- Zabiegi konserwatorskie pomogą ukazać pierwotny wizerunek Białej Damy, bowiem to, co widzimy obecnie, odbiega od oryginału, a powodem jest nieudolna konserwacja wykonana w latach 50-tych ubiegłego wieku - mówi kustosz Zamku w Kórniku Małgorzata Potocka.
Obraz czeka na taką już naprawdę solidną konserwację. Jeżeli uda nam się ją przeprowadzić, wtedy poznamy tak naprawdę prawdziwy wizerunek Teofili. Obraz był po prostu nie do końca precyzyjnie poddany tej konserwacji. Są jakieś elementy, które odbiegają od tego co my widzimy, a co było.
Obraz jest najprawdopodobniej autorstwa nadwornego malarza królów pruskich Antoine'a Pesne'a.
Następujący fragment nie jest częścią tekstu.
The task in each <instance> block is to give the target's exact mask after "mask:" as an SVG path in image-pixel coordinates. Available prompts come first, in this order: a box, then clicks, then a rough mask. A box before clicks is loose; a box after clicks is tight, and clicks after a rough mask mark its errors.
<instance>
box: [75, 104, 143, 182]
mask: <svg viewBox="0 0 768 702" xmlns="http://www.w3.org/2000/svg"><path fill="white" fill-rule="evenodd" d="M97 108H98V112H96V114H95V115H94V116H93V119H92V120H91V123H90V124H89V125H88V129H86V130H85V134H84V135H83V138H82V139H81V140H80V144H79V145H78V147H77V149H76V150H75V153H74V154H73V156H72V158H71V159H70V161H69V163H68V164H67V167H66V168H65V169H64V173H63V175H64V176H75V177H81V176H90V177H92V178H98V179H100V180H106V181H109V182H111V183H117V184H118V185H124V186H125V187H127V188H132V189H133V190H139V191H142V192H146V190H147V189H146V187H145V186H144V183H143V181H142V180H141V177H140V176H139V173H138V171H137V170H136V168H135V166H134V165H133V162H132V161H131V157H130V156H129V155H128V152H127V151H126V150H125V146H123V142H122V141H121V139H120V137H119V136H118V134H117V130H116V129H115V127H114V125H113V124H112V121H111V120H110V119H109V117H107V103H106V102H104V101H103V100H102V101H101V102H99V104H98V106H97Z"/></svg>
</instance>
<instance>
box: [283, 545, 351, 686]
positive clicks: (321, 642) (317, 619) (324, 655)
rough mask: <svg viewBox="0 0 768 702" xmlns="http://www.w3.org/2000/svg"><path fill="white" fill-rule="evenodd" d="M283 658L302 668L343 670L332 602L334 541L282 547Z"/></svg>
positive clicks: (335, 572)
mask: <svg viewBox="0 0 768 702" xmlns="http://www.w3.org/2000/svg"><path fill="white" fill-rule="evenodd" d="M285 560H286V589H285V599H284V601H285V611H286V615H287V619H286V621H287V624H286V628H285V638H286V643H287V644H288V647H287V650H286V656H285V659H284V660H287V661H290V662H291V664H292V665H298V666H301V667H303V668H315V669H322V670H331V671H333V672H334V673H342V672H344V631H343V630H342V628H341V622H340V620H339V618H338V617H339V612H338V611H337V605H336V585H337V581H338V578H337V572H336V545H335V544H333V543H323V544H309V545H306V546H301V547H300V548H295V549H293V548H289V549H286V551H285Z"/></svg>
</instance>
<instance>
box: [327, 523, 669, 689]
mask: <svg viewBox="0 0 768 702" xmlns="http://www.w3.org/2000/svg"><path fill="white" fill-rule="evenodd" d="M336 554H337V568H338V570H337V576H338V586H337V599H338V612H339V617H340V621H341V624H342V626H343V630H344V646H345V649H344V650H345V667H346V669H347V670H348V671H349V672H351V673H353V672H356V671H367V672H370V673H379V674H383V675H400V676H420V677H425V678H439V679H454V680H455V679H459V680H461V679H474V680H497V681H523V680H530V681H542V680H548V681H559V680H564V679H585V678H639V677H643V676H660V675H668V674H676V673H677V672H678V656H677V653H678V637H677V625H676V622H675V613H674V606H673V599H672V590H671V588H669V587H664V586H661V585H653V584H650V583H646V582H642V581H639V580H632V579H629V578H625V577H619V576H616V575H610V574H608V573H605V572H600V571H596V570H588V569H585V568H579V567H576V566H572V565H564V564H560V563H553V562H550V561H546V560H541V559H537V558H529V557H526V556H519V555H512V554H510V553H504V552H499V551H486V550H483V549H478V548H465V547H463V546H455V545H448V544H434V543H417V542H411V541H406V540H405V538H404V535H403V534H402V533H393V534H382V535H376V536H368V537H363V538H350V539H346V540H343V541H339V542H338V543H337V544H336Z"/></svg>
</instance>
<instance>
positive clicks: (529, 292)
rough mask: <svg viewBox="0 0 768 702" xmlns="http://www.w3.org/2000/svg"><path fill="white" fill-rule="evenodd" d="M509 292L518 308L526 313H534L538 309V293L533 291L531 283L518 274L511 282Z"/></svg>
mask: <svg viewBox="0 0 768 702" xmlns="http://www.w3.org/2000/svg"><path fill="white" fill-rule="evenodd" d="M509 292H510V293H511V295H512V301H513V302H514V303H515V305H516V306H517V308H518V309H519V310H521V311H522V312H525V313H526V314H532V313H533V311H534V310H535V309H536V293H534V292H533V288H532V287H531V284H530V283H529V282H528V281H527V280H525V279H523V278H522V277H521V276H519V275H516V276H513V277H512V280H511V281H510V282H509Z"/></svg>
Kórnicki Zamek stara się o środki na przeprowadzenie konserwacji tego portretu, z którym związana jest legenda o Białej Damie, czyli Teofili Szołdrskiej-Potulickiej, długoletniej właścicielce Zamku. Legenda głosi, że Teofila schodzi z portretu przed północą i obchodzi komnaty i ogród w towarzystwie czarnego jeźdźca. Ma to być kara za zburzenie myśliwskiego pałacyku, w którym mieszkał diabeł. Teofila zużyła cegły z pałacyku do budowy kominów, które zabezpieczały domostwa przed pożarami.